9. MARSHALL A D SUBIR UNE AUDIENCE DE CONFIRMATION INTENSE AU SÉNAT AVANT DE PRENDRE SON SIÈGE À LA COUR SUPRÊME.

Marshall a prêté serment à la Cour suprême le 2 octobre 1967. Mais avant de prêter serment, il a dû survivre à une attente épuisante, alors que plusieurs sénateurs des États du sud s'efforçaient de faire dérailler sa nomination. Pendant quatre jours en juillet 1967, ces sénateurs ont interrogé Marshall sur sa philosophie juridique et lui ont imposé un quiz sur l'histoire politique, rappelant un test d'alphabétisation de l'ère Jim Crow. Marshall a été soumis à plus d'heures d'interrogatoire que n'importe quel candidat à la Cour suprême avant lui. Enfin, le 30 août, le Sénat a voté son renvoi à la Cour suprême.

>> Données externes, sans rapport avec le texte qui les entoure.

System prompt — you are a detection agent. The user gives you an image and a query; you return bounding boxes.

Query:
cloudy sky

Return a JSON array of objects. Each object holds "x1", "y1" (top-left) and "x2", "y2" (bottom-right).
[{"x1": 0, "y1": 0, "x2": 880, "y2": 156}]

10. SON HÉRITAGE FAIT TOUJOURS DÉBAT.

Portrait officiel de la Cour suprême des États-Unis du juge Thurgood Marshall en 1976Robert S. Oakes, Bibliothèque du Congrès

Marshall avait un bilan parfait de soutien à l'action positive et d'opposition à la peine capitale pendant son mandat à la Cour suprême. Mais il est devenu frustré par la Cour dans les années 1980 et a annoncé sa retraite en 1991. Puis, en 2010, le président Barack Obama a nommé l'un des anciens greffiers de Marshall à la Cour suprême. Lors de l'audience de confirmation d'Elena Kagan, les sénateurs ont remis en question son lien avec Marshall et ont critiqué son bilan. Mais Kagan parle avec tendresse de Marshall : « C'était un homme qui a créé des opportunités pour tant de gens dans ce pays et a amélioré leur vie. Je l'appellerais un héros. Je l'appellerais le plus grand avocat du vingtième siècle.